Random House | April 2005
256 pp. | ISSN: 0679603360

Selected reviews of The City are featured below:

Kirkus Reviews

Tuesday, April 5, 2005
In gentle rebuke to those who never saw the good side of a city, urbanist and commentator Kotkin looks at the bright side, calling cities "humankind's greatest creation."

Cities concentrate not just people but also energy, talent, and wealth. Kotkin adds to these the element of sacredness: Ancient cities, he observes, were dominated by religious structures, suggesting "that the city was also a sacred place, connected directly to divine forces controlling the world." Accidents of geography and history dictate how cities will rise, flourish and fall. Interestingly, Kotkin ventures that monoculture is one recipe for collapse. Carthage, he writes, was a mere commercial center, though it began with all the cultural values of its Phoenician ancestors; absent "any broader sense of mission or rationale for expansion other than profit," it fell under the weight of unenlightened self-interest. Readers will remember that Rome had a hand in Carthage's end, and Kotkin does a fine job of showing how the Romans instilled civic virtues and engineered their way to greatness in their own metropolis. Carthage's example looms as Kotkin turns up other instances of cities done in by greed, such as Athens and Constantinople. Even Amsterdam of the Golden Age might have benefited, he suggests, from some of Elizabethan London's drive toward the "democratization of culture" and, he adds, some of its moral fiber: Otherwise the Dutch might have fought a little harder to hold on to New York, soon to become a city of world importance. Artificial cities like the ones the Nazis planned usually don't work, Kotkin notes, but more-or-less planned cities such as Pudong and Abuja are springing up everywhere, changing the face of the developing world. Kotkin closes his already useful, literate essay by pondering the future of the urban order, with the hope that the Islamic world, "having found Western values wanting, may find in its own glorious past . . . the means to salvage its troubled urban civilization.

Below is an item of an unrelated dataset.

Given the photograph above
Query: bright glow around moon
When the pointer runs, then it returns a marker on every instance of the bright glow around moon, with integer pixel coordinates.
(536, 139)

A thoughtful survey, of interest to students of urban affairs and of world history alike.

More Praise for The City

"A compelling and original synthesis that belongs on the urbanist's bookshelf with Lewis Mumford, Peter Hall, and Fernand Braudel."
Witold Rybczynski, Martin & Margy Meyerson Professor of Urbanism, School of Design, Professor of Real Estate, Wharton School

"No one knows more about cities than Joel Kotkin, and has more to teach us about them. In The City, Kotkin takes us on a brisk and invigorating tour of cities from the Babylon of ancient times to the burgeoning exurbs of today. It is impossible not to learn a lot from this book."
Michael Barone, Author of The Almanac of American Politics

"If you want to understand why the future of American and European cities is mixed at best, if you want to understand why George Bush won the 2004 election, you need to read Joel Kotkin's account of how and why cities have developed and declined."
Fred Siegel, Author of Prince of The City: Giuliani, New York, And The Genius of American Life, and Senior Fellow at the Progressive Policy Institute

"Unique and powerful insights into urban life . . . This book is a great read."